Post by blacky on Mar 30, 2010 7:46:16 GMT 10
Decades before the Salem Witch Trials, Lancashire, England had a similar trial where twelve innocent people near Pendle Hill were accused of murdering other citizens with their witchcraft. All but two were tried in August of 1612—nine women and two men and ten ended up being executed by public hangings. In looking at the culture and history of the trial the accused witches lived in an area of Lancashire which was considered to be wild, lawless and lax when it came to sexuality and other moral issues. The Pendle Witches were accused of selling their souls to evil spirits or devils in return for the powers to kill or maim anyone they wished. In truth, people tended not to attend church in Pendle Hill and remnants of paganism thrived.
Tales of the Pendle Witches have their embellishments but it does appear a number of the witch’s practices in the arts of the cunning folk, meaning they used divination, healed the sick and perhaps cast spells or charms. The Lancashire witchcraft trials centered around two local families led by two elderly women by the names of Chattox and Demdike. Locals had considered these two women to have been witches or “cunning folk” for years and were the subjects of a number of rumors concerning their use of the “black arts.” In reality, the Lancashire witches likely told fortunes, assisted at births, used herbal remedies and other charms and by most would have been considered both ignorant and superstitious.
However, their witchcraft was looked upon more seriously when Alizon Device, the niece of Demdike, was accused of putting a curse upon an itinerant tailor who refused to sell her pins. It was believed Alizon wanted the pins for her poppet dolls.
Soon after the argument the tailor was struck down by a stroke and it was thought the girl’s curse was to blame. Alizon was brought up on witchcraft charges and she later confessed that the Devil would enter her at night and suck out her blood out through her toes leaving her “stark mad.” In this confession, the girl implicated both Chattox and Demdike. The three were all imprisoned in a nearby castle and the witch hunt promptly began. Soon seven more “witches” were caught, including Alice Nutter, a genteel woman who had never broken the law from nearby Roughlee Hall.
Already advanced in age, Demdike died in prison. The others were tried and found guilty of witchcraft. The judge hesitated to put the convicted witches to death and in saying, he was “moved by the ruin of so many poor creatures at one time.” But because the public demanded it, the Pendle Witches were hanged on Lancaster Moor. The tomb of Alice Nutter can still be seen in St. Mary’s Churchyard.

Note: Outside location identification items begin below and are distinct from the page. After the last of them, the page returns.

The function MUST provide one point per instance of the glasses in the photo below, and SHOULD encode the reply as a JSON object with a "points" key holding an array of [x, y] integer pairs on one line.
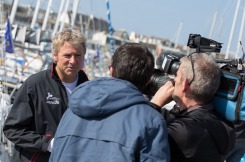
{"points": [[192, 66]]}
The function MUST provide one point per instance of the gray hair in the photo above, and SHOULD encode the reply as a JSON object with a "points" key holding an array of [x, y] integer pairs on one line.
{"points": [[207, 76], [74, 37]]}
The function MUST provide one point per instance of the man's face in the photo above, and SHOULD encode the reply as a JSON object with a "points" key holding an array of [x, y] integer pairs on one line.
{"points": [[69, 61], [178, 88]]}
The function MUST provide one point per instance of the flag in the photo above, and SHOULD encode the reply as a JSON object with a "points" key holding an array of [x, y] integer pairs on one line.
{"points": [[8, 40]]}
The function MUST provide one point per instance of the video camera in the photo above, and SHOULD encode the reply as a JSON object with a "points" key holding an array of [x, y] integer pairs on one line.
{"points": [[229, 100], [168, 62]]}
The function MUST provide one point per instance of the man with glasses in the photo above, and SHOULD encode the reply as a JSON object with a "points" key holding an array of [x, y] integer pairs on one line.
{"points": [[196, 132], [110, 120]]}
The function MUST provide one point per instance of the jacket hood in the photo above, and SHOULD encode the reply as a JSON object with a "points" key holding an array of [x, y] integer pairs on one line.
{"points": [[104, 96]]}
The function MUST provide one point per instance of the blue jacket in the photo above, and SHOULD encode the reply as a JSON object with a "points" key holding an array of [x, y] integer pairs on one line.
{"points": [[109, 120]]}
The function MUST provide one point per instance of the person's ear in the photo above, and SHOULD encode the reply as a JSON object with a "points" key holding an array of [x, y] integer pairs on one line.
{"points": [[55, 57], [185, 85]]}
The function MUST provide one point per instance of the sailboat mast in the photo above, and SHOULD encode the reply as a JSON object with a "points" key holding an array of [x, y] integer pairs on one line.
{"points": [[34, 19], [212, 26], [64, 14], [13, 11], [240, 33], [46, 15], [232, 30], [178, 35], [74, 12], [56, 26]]}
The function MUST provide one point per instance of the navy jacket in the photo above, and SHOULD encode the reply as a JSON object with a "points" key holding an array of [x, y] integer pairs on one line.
{"points": [[109, 120], [34, 117]]}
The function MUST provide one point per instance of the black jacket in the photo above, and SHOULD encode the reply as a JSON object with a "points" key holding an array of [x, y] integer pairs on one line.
{"points": [[199, 135], [33, 119]]}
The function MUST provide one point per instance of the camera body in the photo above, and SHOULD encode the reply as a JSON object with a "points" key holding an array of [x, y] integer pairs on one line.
{"points": [[229, 100]]}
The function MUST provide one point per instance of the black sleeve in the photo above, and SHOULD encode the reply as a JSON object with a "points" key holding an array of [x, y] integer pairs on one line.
{"points": [[19, 126]]}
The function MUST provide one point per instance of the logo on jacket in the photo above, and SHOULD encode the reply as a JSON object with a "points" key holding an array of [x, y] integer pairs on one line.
{"points": [[50, 99]]}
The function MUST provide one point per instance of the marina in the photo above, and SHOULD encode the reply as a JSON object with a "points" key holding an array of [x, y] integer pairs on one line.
{"points": [[32, 28]]}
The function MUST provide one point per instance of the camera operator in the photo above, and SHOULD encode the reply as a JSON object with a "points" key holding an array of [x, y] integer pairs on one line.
{"points": [[239, 150], [195, 131]]}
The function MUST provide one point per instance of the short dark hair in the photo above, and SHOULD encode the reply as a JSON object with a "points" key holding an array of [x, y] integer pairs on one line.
{"points": [[133, 62]]}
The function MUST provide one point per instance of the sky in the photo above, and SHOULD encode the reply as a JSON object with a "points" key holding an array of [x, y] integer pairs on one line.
{"points": [[163, 18]]}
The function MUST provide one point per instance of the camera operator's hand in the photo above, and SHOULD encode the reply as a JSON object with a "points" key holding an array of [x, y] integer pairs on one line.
{"points": [[164, 94]]}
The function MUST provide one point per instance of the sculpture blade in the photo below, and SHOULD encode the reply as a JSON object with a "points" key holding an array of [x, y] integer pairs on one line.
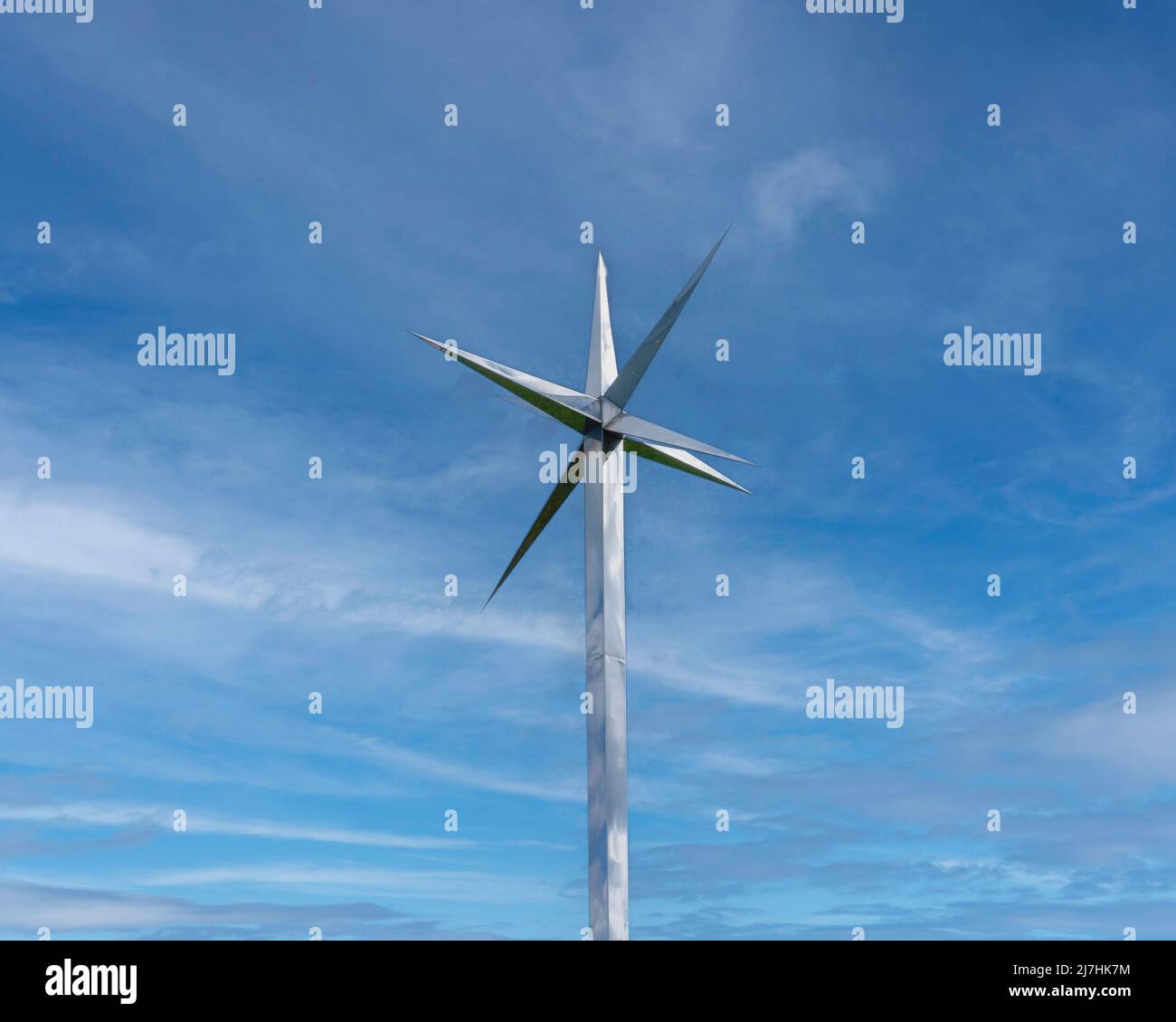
{"points": [[561, 492], [563, 403], [681, 460], [630, 426], [601, 355], [622, 387]]}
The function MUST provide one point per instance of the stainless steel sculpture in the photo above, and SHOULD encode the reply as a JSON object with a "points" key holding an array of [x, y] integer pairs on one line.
{"points": [[598, 413]]}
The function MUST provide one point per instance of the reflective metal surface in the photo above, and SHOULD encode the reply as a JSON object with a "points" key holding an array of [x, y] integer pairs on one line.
{"points": [[598, 413]]}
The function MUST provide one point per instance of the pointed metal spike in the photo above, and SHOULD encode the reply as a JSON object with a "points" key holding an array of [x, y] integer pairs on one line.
{"points": [[561, 492], [681, 460], [621, 390], [630, 426], [601, 355]]}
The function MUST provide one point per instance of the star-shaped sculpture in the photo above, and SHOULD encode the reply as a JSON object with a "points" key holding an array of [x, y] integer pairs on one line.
{"points": [[598, 414]]}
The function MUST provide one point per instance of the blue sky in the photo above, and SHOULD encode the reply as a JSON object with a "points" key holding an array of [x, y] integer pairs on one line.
{"points": [[337, 586]]}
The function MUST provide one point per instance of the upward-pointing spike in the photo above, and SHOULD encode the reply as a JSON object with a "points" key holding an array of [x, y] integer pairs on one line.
{"points": [[601, 355], [621, 390], [554, 502]]}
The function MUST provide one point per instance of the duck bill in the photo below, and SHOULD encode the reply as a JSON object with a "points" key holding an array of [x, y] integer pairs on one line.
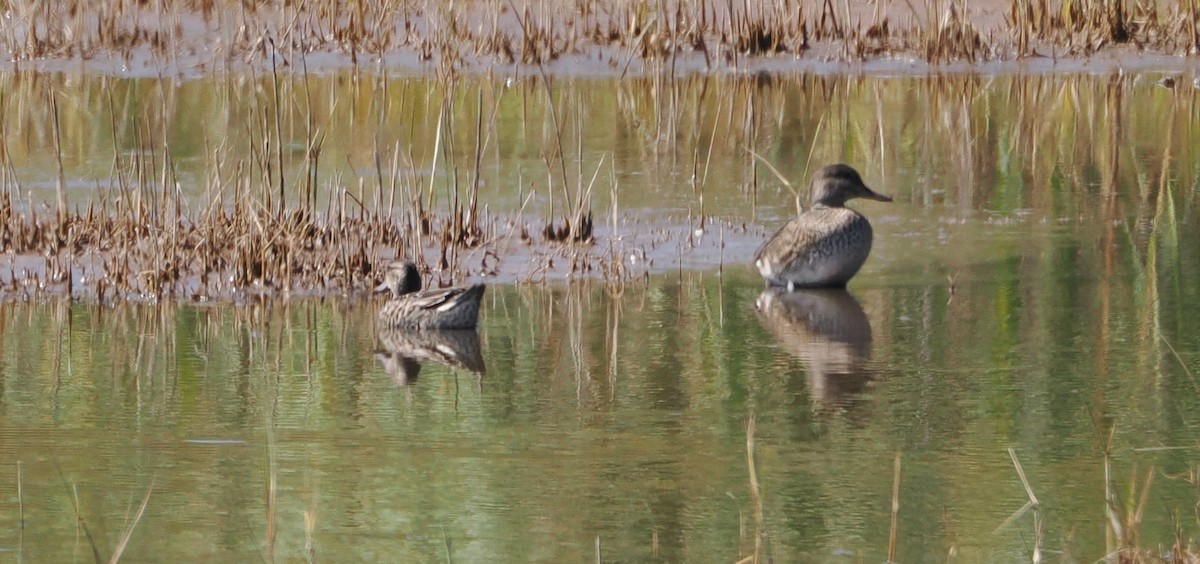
{"points": [[877, 197]]}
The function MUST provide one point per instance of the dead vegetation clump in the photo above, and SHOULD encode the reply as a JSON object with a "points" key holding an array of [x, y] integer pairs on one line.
{"points": [[605, 34]]}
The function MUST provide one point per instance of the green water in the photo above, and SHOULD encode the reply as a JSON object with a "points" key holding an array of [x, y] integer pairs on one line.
{"points": [[1032, 288]]}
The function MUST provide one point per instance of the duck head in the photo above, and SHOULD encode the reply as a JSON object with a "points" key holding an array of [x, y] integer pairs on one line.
{"points": [[402, 279], [835, 184]]}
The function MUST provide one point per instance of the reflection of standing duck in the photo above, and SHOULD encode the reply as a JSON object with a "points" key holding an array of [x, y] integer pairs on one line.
{"points": [[826, 245], [435, 309], [401, 352], [828, 330]]}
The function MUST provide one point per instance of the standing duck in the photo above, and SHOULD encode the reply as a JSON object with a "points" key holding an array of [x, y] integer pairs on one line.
{"points": [[826, 245], [411, 307]]}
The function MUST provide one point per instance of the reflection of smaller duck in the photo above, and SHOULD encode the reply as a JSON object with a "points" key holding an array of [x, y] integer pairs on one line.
{"points": [[828, 330], [401, 352], [436, 309]]}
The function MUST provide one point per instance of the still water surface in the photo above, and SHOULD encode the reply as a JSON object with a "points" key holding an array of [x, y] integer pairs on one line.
{"points": [[1032, 287]]}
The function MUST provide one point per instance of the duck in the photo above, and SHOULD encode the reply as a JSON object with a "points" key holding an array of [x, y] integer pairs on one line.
{"points": [[825, 246], [411, 307]]}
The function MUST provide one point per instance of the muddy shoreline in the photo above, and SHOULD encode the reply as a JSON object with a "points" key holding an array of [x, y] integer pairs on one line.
{"points": [[601, 39], [148, 255]]}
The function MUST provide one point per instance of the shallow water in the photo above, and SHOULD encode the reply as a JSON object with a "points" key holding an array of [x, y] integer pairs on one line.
{"points": [[1030, 288]]}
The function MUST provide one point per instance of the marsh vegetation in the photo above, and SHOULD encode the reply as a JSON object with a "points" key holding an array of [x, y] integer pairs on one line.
{"points": [[1014, 370]]}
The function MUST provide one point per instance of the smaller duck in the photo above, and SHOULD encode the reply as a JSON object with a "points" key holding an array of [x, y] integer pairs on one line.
{"points": [[826, 245], [411, 307]]}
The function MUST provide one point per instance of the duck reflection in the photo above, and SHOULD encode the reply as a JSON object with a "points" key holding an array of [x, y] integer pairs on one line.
{"points": [[401, 352], [828, 330]]}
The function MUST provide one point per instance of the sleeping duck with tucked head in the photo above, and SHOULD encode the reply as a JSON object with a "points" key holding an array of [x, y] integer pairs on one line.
{"points": [[411, 307]]}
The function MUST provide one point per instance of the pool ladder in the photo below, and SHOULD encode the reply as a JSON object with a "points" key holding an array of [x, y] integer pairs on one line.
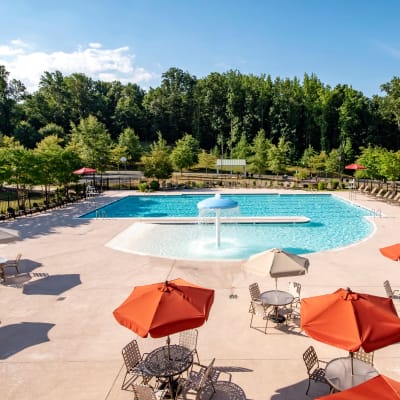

Pendle Hill was an area of Lancashire where Catholicism still held strong and it’s possible the witch hysteria too was inspired by King James, who was anti-Catholic and had written a book in 1597 called Daemonologiewhich was published in 1597. At that time Catholics were accused by Protestants of killing infant children and being in league with the Devil. In his book King James approves and supports the practice of witch hunting. King James wrote in his forward "The fearful abounding, at this time and in this country of these detestable slaves of the devil, the witches (...) hath moved me to dispatch in post, this following treatise of mine (...) to resolve the doubting (...) both that such assaults of Satan are most certainly practised, and that the instrument thereof merits most severely to be punished."
The witch trial was covered in a book called The Wonderful Discoverie of Witches in the Countie of Lancaster, written by a man named Thomas Potts who was the clerk for Lancaster Assizes. Potts asked to write an account of the trial by the judges and it was completed on November 16, 1612. The book became very popular and set a precedent upon how witches should be treated and no doubt became the inspiration for part of the Salem Witch Trials in American decades later.
It comes as no surprise that the area would be haunted when considering the unjust nature of the witch killings as well as other tragedies in the area. In a field outside of Pendle Hill the ghost of a young girl has been seen weeping— many say it is for her love, thought to be a soldier who never returned. In a local gift shop called “Witches Galore” the owner, Maureen Stopforth, has claimed to feel unseen presences on the premise. She once witnessed a female form standing against the wall on the adjoining property. When an elderly woman passed away next door to the shop, her daughter mentioned to Stopforth, that her mother’s “visitor” had finally called her. The woman later explained her mother had been seeing the sorrowful apparition of a girl drifting across the upper rooms of the house that seemed to be connected to the property where the “Witches Galore” shop stood. In the Pendle Hill area where the witches were hung, visitors experience feelings of terror, dread and that of being choked by unseen hands.
To this day Pendle Hill is considered to be intensely haunted with both positive and negative spirits, appearing on such television shows as the Ghost Hunters and Most Haunted.
Saw the most haunted one because I like the place and the legends about it!
it is supposed to be one of the most haunted places in Britain, the only problem with the most haunted episodes here was the fact that derek Ocurah said there were spirits of alien residing here too!